Palmed Off To LG: How HP Killed webOS
HP has offloaded Palm’s once-vaunted webOS to LG, ending its life as a mobile operating system, says Chris Prieimesberger
After sitting on the once-highly valuable intellectual property for nearly two years, Hewlett-Packard has finally divested itself of webOS, the orphaned mobile operating system that it is basically giving it away to South Korea’s LG Electronics.
In a joint announcement Feb. 25 with LG, which has been highly profitable in making Android smartphones for the last few years, HP revealed the handoff of the last vestige of the ill-fated, $1.2 billion Palm acquisition that the IT giant made in April 2010.
Terms of the IP transfer were not disclosed. In a telling bit of legalese, HP and LG said they both do not expect the transaction to have a material impact on either company’s financial statements.
Palm’s webOS turned to dust
At one time a decade ago, Palm OS — later called webOS — held great promise as a mobile operating system that, had circumstances been different, could have been worth billions of dollars in revenue. But Palm the company struggled against competitors such as Nokia, Motorola and Qualcomm early in the decade, and when Apple launched its iPhone in 2007 and Google its Androids two years later, Palm was left in the dust.
webOS at HP never stood a real chance against its largest competitors, particularly Apple and Android.
“They were trying to catch a train,” Gartner’s Mark Margevicius wrote in a 2011 research note. “With Apple, they were trying to catch the bullet train. It was impossible.”
HP had announced back in August 2011 that it was shutting down continuing development of the mobile operating system less than a year after then-CEO Leo Apotheker had made a major strategic announcement about how webOS was eventually going to be on every HP device — laptop, desktop, server, cellphone, tablet — in the future. Apotheker went as far as to say that he wanted HP to be a “cool” company like Apple, and that the connectivity of these devices with webOS would help fill that bill.

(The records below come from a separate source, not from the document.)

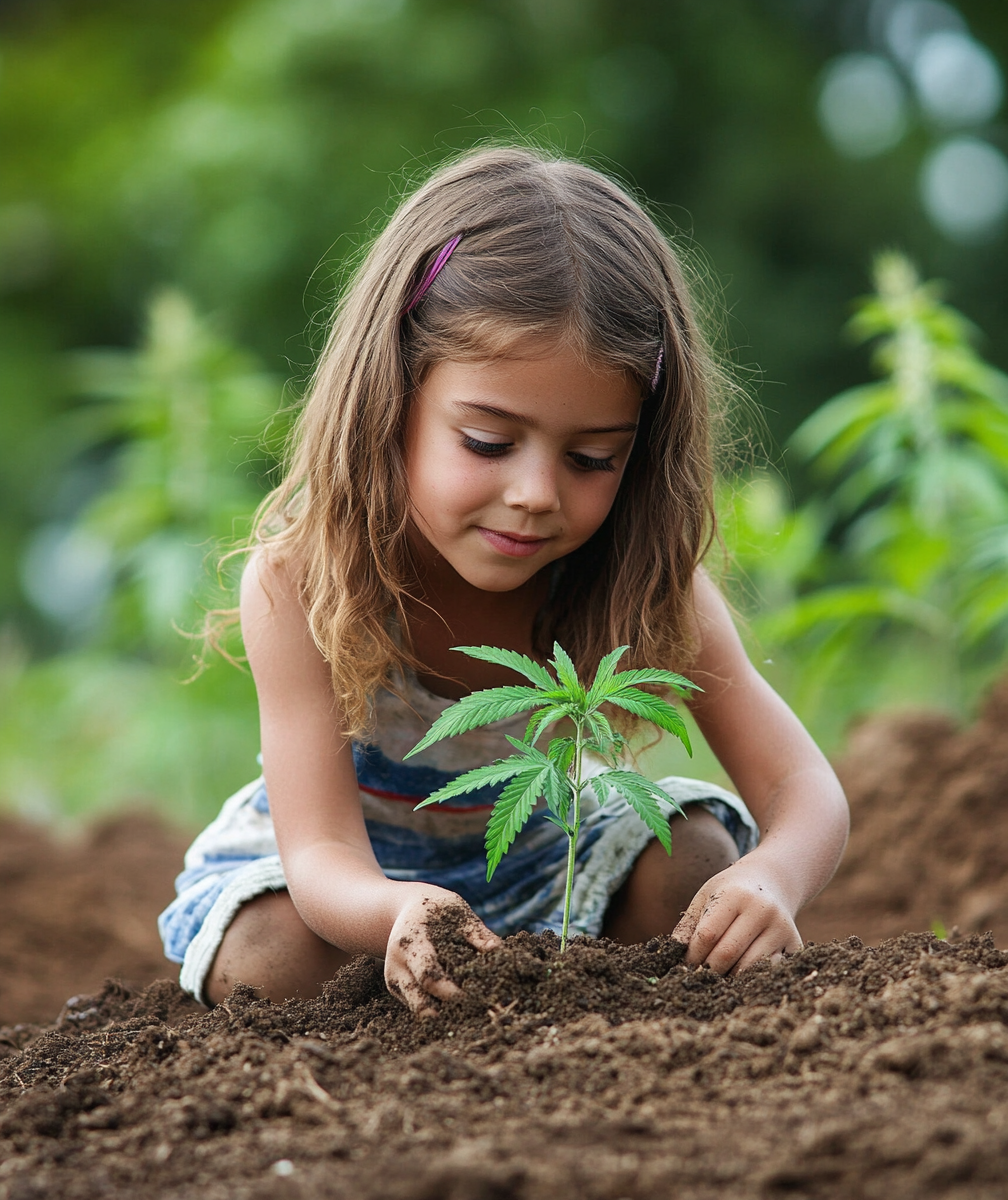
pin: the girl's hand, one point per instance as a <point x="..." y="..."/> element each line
<point x="413" y="973"/>
<point x="737" y="918"/>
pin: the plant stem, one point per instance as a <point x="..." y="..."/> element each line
<point x="573" y="828"/>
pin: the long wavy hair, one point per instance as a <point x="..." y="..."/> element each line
<point x="551" y="250"/>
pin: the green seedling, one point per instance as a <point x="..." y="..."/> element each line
<point x="558" y="774"/>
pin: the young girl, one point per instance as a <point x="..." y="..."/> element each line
<point x="505" y="443"/>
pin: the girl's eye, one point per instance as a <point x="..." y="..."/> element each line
<point x="487" y="449"/>
<point x="586" y="462"/>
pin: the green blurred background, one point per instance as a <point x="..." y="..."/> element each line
<point x="185" y="184"/>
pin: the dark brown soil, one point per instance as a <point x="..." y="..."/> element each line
<point x="929" y="828"/>
<point x="612" y="1073"/>
<point x="77" y="910"/>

In fact, Apotheker told the audience in vague terms at the February 2011 launch of the HP TouchPad and two short-lived Palm phones — the Veer and the Pre3 — that HP would be using webOS “right alongside” Windows in its laptops, desktops and tablet devices. But he never explained exactly how that would happen.
These devices did have some impressive features — they could sync up together simply by touching each other, for example — but they weren’t around long enough (mere months) for users to get to check them out. Later, HP had a fire sale in which it sold off all its remaining TouchPads for $99 (that’s £65 – though the UK firesale was at £89).
Apotheker often talked about his plans to eventually license webOS to other manufacturers, suggesting at one point that such a move would help create a new “massive platform.” In March 2011, the company announced it would install webOS on all desktop and notebook computers in 2012. A few months later, an HP executive told the Wall Street Journal that webOS could find its way into household devices and automobiles. No such luck.
One of the first red flags that webOS was in trouble was in spring 2011, when Best Buy ordered 270,000 HP TouchPad tablets and only sold about 25,000 of them. That was the beginning of the end for HP’s involvement, it turned out. HP make some quick decisions; by August 2011, the phones were pulled from sales channels, and webOS development itself was shut down two months later, and Palm division executive Jon Rubinstein (and former Apple exec) left in January 2012.
Well, HP isn’t Apple and Google. The venerable all-purpose IT products and services company was out of its league and out of sync with the markets. Apotheker was fired and replaced by current CEO Meg Whitman in September 2011.
And now, after 18 months on the shelf, webOS now has a new owner. We’ll all see where it goes from here.